Hacker Newsnew | past | comments | ask | show | jobs | submitlogin
Prolly Trees (dolthub.com)
118 points by ingve on March 8, 2024 | hide | past | favorite | 22 comments


I've been looking at Prolly Trees in-depth and they're pretty neat! They have nice properties like:

- self-balancing (probabilistically!)

- unicit (the same data in the tree results in the same tree)

- fast comparisons (they're a Merkle tree, so just comparing root hashes is enough)

The original formulation for Prolly Trees had an expected node size of the target node size, but its standard deviation was geometric. That meant there was a long tail of node sizes far beyond the target node size.

The Dolt formulation is pretty neat. Chef's kiss. It uses the current chunk size thus-far as input into a cumulative distribution function to shape the node size into a normal distribution.

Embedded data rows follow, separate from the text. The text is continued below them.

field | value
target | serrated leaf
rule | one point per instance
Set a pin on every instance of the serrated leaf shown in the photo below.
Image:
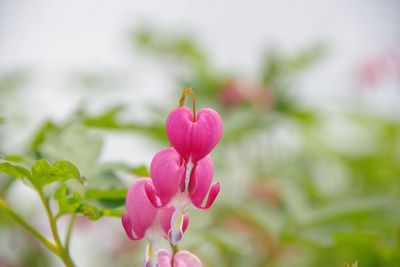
(90, 211)
(106, 194)
(67, 202)
(43, 173)
(141, 170)
(14, 170)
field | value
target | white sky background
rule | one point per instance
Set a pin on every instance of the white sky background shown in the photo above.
(52, 39)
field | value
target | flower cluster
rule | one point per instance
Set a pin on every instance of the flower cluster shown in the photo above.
(181, 175)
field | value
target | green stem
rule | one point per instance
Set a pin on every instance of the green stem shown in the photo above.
(61, 251)
(69, 232)
(28, 227)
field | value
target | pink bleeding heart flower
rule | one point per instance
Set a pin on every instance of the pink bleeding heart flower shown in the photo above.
(167, 171)
(200, 184)
(181, 259)
(194, 137)
(143, 219)
(170, 185)
(176, 184)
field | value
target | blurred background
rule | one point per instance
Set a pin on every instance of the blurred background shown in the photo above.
(309, 92)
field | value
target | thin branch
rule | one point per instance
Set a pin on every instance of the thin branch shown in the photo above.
(47, 243)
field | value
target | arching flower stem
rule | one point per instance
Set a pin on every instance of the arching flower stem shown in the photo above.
(185, 93)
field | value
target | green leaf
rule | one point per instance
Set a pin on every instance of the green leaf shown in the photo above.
(41, 134)
(141, 170)
(90, 211)
(43, 173)
(114, 194)
(14, 158)
(14, 170)
(67, 202)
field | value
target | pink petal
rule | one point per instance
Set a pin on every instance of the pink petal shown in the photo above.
(164, 218)
(126, 223)
(179, 130)
(186, 259)
(194, 139)
(182, 259)
(164, 258)
(200, 182)
(206, 133)
(166, 172)
(185, 221)
(140, 210)
(152, 195)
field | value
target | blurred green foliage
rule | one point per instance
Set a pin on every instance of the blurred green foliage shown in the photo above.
(295, 192)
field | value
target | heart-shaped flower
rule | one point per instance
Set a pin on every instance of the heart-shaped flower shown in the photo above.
(181, 259)
(194, 136)
(169, 184)
(143, 219)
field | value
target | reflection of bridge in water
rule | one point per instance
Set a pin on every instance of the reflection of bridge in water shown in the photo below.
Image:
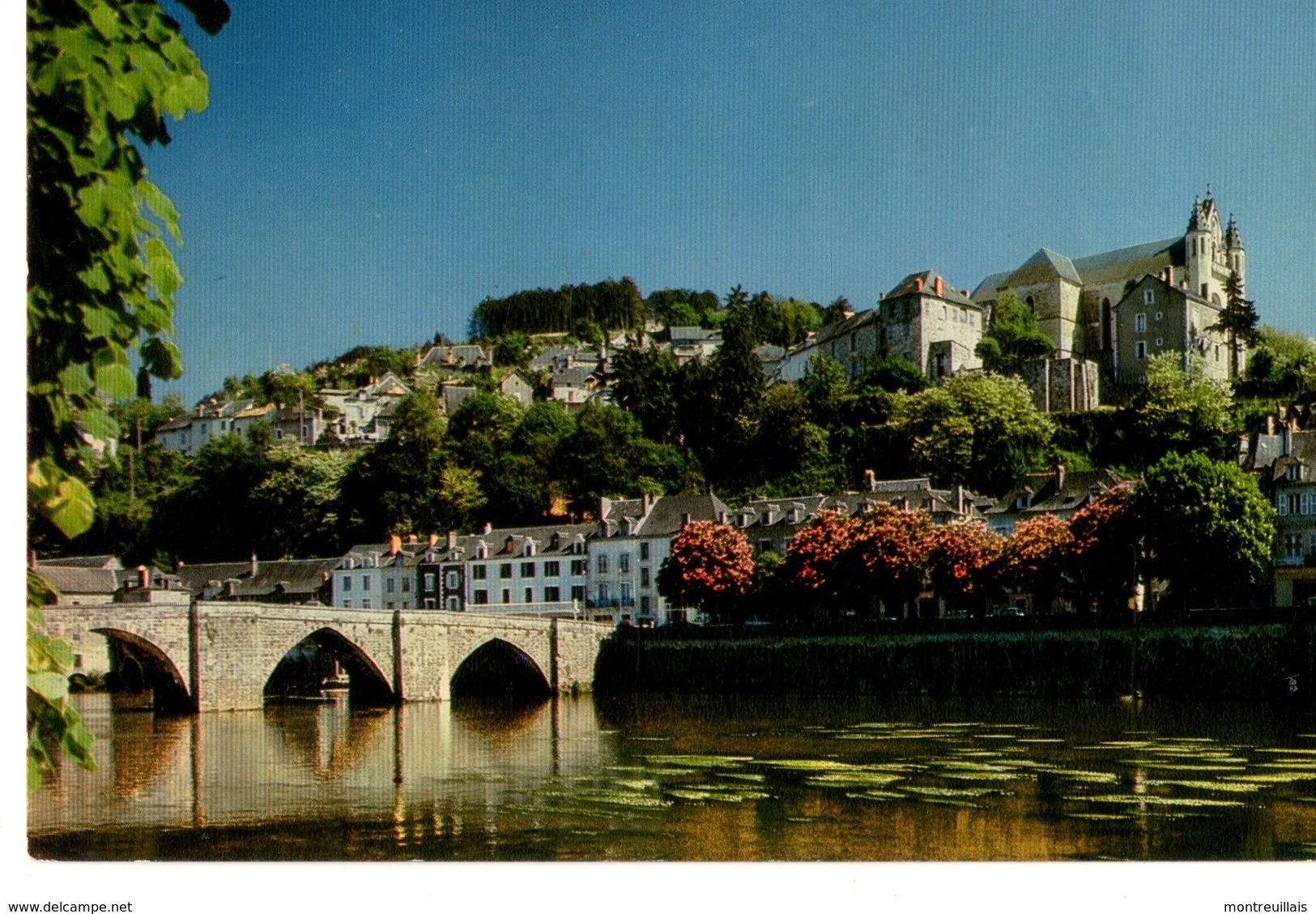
(221, 656)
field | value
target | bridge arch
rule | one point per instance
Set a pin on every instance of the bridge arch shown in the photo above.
(499, 669)
(137, 663)
(296, 668)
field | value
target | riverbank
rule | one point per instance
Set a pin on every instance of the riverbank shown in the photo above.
(1237, 661)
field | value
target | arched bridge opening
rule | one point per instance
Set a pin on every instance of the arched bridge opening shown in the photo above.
(326, 664)
(501, 671)
(143, 676)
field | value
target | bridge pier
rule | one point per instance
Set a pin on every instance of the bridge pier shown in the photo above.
(224, 653)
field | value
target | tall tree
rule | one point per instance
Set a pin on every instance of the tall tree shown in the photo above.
(1238, 320)
(1210, 531)
(101, 78)
(1012, 337)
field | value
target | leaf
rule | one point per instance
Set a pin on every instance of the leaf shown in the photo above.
(162, 269)
(52, 686)
(71, 509)
(77, 379)
(115, 381)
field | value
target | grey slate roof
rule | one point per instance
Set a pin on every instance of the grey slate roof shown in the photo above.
(294, 576)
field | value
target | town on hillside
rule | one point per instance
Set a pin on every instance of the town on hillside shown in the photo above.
(1016, 448)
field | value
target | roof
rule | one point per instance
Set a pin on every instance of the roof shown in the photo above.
(1046, 497)
(74, 579)
(1042, 267)
(84, 562)
(1131, 263)
(291, 576)
(926, 284)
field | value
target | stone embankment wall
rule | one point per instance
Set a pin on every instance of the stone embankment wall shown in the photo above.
(1235, 661)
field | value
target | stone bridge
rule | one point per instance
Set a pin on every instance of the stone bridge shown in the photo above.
(215, 656)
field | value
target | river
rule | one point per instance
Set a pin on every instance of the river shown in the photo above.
(690, 779)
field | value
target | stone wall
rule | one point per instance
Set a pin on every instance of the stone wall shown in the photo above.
(412, 655)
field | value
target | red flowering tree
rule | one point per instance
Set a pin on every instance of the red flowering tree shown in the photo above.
(962, 564)
(812, 553)
(711, 566)
(1105, 555)
(1035, 557)
(888, 557)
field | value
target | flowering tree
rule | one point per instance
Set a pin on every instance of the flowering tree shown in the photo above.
(812, 553)
(962, 564)
(1035, 557)
(711, 566)
(888, 556)
(1105, 553)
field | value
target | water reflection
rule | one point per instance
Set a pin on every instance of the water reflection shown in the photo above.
(691, 779)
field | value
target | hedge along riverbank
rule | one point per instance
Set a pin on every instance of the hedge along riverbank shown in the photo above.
(1228, 661)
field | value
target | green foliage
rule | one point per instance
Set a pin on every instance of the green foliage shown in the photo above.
(50, 720)
(1012, 337)
(610, 305)
(1208, 530)
(975, 429)
(1182, 410)
(1282, 365)
(101, 78)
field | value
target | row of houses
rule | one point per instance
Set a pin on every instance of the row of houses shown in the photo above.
(604, 570)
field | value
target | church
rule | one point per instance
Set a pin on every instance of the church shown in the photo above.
(1122, 307)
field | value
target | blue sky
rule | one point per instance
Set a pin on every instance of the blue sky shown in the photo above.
(368, 172)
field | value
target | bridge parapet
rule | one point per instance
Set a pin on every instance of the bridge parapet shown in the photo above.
(221, 655)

So now the standard deviation is under control. But now, the decision to split a node is no longer independent. It now depends on the chunk size so far, which means a decision to rebalance nodes after an insert could potentially cascade to the entire right side of the tree with decreasing probability.

But good news! This can be mitigated by increasing the target node size or by relaxing the target std dev of the node sizes. I detail the investigation here:

https://interjectedfuture.com/lab-notes/lab-note-033-cascadi...


Can you share any insight on latency? I feel that, while a prolly tree has the same big O bounds as a BTree, there are extremely large constant factors involved.

In the benchmark of their new storage engine that they published on their blog they had read operations take 3us and write operations take 96 us for in-memory workloads.

That's an order of magnitude slower than what I get from a persistent trie implementation that uses unicity to achieve node hashability (instead of the other way around as in a prolly tree).[1]

I could imagine that this becomes less pronounced in the durable on-disk case, as storage bandwidth and latency become the dominating factors?

1: https://github.com/triblesspace/tribles-rust/blob/master/src...


Can you comment more on how you use persistent tries with unicity? And what do you mean by "the other way around"?

I can't speak to latency fully as of yet. But in my own incremental implementation of a Prolly Tree, it appears to have the same Big-O bounds as a Btree (as you said). But I can see there are places that it has to do a bit more work.

- Given the nature of merkle tree nodes identified by their hash, you have to go do look ups, rather than just following pointers.

- The tree has to touch a swath of nodes from the bottom up, due to potential rebalancing. Unlike a Btree, where you just change a single node seam from root to leaf, even with splits and merges.

- Prolly Trees are constructed from the bottom up, where you have to traverse across a layer. To find the next sibling, you sometimes have to travel up to the parents and come back down--hence subject to the occasional height traversal in the worse case. This doesn't happen often, especially if the cascading effect on insertion I talked about doesn't happen.

But like you said, maybe there are other factors that dominate the latency equation. It's hard for me to say at this point. Relevant post:

https://motherduck.com/blog/perf-is-not-enough/


Disclaimer up front: I somewhat agree with the performance sentiment towards databases, however I feel that index performance is a different thing, because it gives you a larger budget for features further up the chain that make a meaningful non-performance difference for users, e.g. dynamic skew estimation and adaptation saving you from manual performance tuning. To make an additional performance point about my use-case, the work I linked is not competing with on-disk databases but with in-memory datastructures like nested hash-maps and I would argue the points from the article that you linked in that scenario, but with the scales adjusted appropriately (think ns and us instead of us and ms).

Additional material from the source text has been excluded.